Due to the short time period, we don't have time to learn all the features inside Unreal Engine,. the tool they have given to us is not really artist-friendly in some cases. It would be faster to get it done using DCC software like Houdini. Here are several tips to send your geometry to Unreal Engine.
There are so many ways to do this. At the moment I will show you with Alembic.
Typical Alembic steps for exporting
1. Setting up path attribute per material or primitives
2. Delete unnecessary attributes
3. ROP Alembic as output, Make sure you are in polyland It is better to use a deforming kind of exporting instead of transform only. If the are so many paths Unreal might crash and the material assignment would be painful.
On the Unreal Engine side:
1. Simply drag and drop to the content drawer
2. Select geometry cache.
3. Disable flatten track
4. Use 3ds max presets for scene conversion
5. Increase the scale to 100, m to cm. The scene scale must be decided here, not in the level. Otherwise, you will have some problems with your mesh precision
6. Drag and drop to your scene and set all world transformations to 0.

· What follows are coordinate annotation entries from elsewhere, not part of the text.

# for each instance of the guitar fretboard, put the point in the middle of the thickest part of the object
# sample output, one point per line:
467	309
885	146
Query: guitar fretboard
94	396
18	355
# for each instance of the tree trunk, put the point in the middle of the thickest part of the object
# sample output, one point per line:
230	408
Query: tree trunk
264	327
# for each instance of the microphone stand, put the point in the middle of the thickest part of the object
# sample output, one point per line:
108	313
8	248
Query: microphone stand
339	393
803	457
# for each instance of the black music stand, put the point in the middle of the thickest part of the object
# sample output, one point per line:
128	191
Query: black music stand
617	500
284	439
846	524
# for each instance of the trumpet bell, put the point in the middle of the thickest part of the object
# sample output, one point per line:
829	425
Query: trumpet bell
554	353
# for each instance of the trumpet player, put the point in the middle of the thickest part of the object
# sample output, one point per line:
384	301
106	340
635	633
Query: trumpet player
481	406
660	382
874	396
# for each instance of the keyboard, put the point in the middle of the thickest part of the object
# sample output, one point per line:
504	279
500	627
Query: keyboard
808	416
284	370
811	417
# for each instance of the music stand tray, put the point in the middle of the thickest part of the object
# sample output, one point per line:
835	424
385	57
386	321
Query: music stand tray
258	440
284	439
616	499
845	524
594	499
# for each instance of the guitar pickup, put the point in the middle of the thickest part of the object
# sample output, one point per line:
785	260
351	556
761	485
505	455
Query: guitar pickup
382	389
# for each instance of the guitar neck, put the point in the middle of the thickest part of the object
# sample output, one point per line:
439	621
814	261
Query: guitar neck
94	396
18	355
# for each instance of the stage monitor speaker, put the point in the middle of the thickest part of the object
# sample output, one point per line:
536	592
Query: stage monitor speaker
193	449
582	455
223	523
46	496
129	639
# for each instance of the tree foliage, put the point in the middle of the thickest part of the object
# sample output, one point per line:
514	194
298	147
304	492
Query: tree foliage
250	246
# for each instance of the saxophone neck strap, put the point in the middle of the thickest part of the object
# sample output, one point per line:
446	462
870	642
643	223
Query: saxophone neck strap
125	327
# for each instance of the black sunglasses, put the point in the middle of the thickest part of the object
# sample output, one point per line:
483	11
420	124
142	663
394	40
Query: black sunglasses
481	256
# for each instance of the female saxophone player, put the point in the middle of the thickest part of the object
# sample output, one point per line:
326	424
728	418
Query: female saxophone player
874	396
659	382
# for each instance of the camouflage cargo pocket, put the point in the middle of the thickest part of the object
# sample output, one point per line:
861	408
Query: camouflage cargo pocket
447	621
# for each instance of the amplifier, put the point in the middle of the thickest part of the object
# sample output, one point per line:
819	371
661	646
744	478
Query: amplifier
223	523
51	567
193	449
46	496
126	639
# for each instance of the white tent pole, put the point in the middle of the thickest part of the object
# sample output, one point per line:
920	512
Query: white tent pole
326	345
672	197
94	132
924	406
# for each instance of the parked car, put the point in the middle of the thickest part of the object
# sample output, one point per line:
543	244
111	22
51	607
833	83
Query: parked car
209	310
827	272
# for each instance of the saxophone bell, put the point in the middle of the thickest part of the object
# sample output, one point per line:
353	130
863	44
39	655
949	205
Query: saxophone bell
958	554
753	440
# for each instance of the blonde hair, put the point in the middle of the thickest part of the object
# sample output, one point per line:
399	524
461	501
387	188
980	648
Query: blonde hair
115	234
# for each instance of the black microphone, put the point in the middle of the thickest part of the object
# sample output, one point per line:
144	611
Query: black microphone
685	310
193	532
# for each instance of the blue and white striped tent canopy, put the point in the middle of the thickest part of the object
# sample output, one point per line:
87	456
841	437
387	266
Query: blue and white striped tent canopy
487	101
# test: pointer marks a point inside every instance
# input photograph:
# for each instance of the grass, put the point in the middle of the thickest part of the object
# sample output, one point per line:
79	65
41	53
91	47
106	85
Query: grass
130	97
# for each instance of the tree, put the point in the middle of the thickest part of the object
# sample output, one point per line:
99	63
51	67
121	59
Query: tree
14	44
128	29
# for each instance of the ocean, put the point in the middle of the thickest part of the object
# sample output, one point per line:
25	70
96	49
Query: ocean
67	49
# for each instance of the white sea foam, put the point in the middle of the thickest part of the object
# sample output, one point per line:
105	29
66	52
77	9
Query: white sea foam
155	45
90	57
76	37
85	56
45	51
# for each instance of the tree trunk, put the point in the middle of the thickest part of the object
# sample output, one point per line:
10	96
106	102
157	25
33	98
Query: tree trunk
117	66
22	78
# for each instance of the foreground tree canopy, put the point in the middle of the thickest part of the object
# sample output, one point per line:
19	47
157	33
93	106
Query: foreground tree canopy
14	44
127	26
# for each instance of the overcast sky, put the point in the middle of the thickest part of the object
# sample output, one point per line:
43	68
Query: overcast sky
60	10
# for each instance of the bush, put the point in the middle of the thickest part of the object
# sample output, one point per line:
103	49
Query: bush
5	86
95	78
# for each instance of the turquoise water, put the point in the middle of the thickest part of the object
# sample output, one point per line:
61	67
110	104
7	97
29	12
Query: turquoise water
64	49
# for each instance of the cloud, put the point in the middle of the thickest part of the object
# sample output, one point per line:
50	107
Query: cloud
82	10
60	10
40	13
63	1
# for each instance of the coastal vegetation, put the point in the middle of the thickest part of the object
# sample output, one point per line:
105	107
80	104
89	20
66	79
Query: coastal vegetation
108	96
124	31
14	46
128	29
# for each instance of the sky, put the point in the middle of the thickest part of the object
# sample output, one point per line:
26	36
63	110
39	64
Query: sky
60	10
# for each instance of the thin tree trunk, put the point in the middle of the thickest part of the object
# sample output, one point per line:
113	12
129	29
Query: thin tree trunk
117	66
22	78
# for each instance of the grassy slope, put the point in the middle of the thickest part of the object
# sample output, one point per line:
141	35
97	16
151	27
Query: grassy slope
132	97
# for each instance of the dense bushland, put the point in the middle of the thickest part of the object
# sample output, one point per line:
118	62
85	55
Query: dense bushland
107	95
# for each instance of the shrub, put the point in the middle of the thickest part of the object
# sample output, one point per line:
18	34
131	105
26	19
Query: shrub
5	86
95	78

7. Add that actor to the sequencer and put the geometry cache timeline.
To tell if you exporting correctly, You didn't do any post adjustment, and the scene should be matched to another DCC.
Tips and tricks
1. Avoid Ngons. To fix simply use divide SOP
2. Reduce the polycount as low as possible
3. Delete unnecessary attributes
4. Use Keep state instead of Project Default
5. Keyframe the visibility for unwanted behavior.
6. Export only the necessary frame range.
7. Normal is necessary, it depends on but in some cases, you can simply recompute normal in the UE side.
The point is to make the alembic file size as low as possible. The importing time in UE takes some time not instantaneous like Maya's other DCCs, That's it. I hope this is useful to you.